BEVERLY (CBS) - A Massachusetts family is in a fight to save their son.
They're going to Washington to plead with the FDA to approve a drug that would give them some hope.
When Max Gaudenzi was six years old, he played Little League, got around on his own and was like other kids.
Max says, "I remember I use to swim and now I can't anymore."
At 17, Max can't even scratch his nose.
"Well I can't really take care of myself," he says.
"His friends are driving now and they have girlfriends now and they have a good social life," says his dad Paul Gaudenzi. "It's tough on Max."
It's tough on his mom and dad too. Max has Duchenne muscular dystrophy.
"There is no cure for it," says his mom Natalie, "it's a fatal disease."
There is no cure, but for the last two years, a drug in the testing phase has shown signs of progress.
"If we could see some kind of gain from this drug, that simply he could reach his face or scratch an itch or feed himself, that would be a miracle to us," says Natalie.
The Gaudenzis are traveling to D.C. this weekend to try and convince lawmakers and the FDA to release the drug now.
"The main thing is we want to see something happen, it's difficult, but at least we have some hope," said Paul.
The drug being tested is Eteplirsen.
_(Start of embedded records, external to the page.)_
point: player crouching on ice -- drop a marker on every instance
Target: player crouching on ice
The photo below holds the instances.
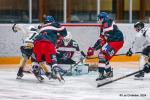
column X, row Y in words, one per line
column 141, row 42
column 110, row 41
column 29, row 33
column 69, row 56
column 45, row 47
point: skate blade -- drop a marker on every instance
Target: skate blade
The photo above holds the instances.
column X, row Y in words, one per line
column 40, row 79
column 138, row 78
column 19, row 77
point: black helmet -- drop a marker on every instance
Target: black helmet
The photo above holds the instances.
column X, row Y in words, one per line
column 138, row 26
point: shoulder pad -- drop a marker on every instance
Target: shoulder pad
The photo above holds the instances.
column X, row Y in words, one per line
column 56, row 24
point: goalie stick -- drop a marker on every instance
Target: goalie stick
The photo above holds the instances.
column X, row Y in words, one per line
column 122, row 77
column 114, row 55
column 65, row 71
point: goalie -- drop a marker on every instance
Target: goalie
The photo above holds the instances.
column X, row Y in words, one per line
column 68, row 53
column 142, row 41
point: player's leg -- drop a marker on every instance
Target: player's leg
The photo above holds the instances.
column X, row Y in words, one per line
column 38, row 51
column 110, row 50
column 144, row 62
column 101, row 66
column 26, row 53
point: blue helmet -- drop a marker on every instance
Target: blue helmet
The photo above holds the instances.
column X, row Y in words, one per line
column 49, row 19
column 103, row 15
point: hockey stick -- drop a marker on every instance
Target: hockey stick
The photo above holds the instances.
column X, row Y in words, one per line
column 114, row 55
column 108, row 82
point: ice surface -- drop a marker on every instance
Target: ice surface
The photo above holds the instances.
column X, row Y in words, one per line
column 81, row 87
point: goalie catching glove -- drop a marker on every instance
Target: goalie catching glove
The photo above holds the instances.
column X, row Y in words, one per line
column 90, row 52
column 129, row 52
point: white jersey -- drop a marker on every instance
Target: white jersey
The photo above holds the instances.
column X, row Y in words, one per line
column 28, row 35
column 142, row 40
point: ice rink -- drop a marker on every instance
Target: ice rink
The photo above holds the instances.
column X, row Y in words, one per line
column 81, row 87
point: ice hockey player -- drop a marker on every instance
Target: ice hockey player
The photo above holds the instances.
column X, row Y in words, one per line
column 45, row 46
column 110, row 41
column 141, row 42
column 69, row 54
column 68, row 51
column 29, row 33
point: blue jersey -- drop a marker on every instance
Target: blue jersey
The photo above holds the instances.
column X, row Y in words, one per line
column 111, row 31
column 50, row 31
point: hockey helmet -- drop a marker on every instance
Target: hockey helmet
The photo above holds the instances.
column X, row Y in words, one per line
column 31, row 28
column 67, row 38
column 49, row 19
column 103, row 15
column 138, row 26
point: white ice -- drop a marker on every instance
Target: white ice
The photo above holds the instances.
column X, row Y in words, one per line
column 81, row 87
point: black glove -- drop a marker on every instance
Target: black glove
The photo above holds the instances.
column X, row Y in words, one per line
column 129, row 52
column 146, row 68
column 13, row 28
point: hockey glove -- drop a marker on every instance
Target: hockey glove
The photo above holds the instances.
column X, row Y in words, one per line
column 90, row 51
column 14, row 28
column 129, row 52
column 146, row 68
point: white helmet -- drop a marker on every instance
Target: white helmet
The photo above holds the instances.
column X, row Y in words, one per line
column 67, row 38
column 31, row 28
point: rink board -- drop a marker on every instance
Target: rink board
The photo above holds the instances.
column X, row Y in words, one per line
column 81, row 87
column 16, row 60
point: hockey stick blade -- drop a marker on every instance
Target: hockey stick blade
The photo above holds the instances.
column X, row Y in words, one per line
column 111, row 81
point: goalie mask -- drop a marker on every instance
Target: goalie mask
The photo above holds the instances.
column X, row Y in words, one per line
column 138, row 26
column 67, row 38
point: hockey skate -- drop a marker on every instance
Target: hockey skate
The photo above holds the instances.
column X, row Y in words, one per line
column 49, row 75
column 101, row 77
column 36, row 72
column 56, row 74
column 139, row 76
column 20, row 73
column 109, row 74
The FDA will keep testing it for another three to six years, but families like the Gaudenzis say time is something they don't have much of.
"My fear is that our boys at this age will be too disabled or even alive to benefit from this drug," said Natalie.
This form of muscular dystrophy affects mostly boys. Many of them will join the Gaudenzis in Washington to persuade the FDA to put the drug's approval on the fast track.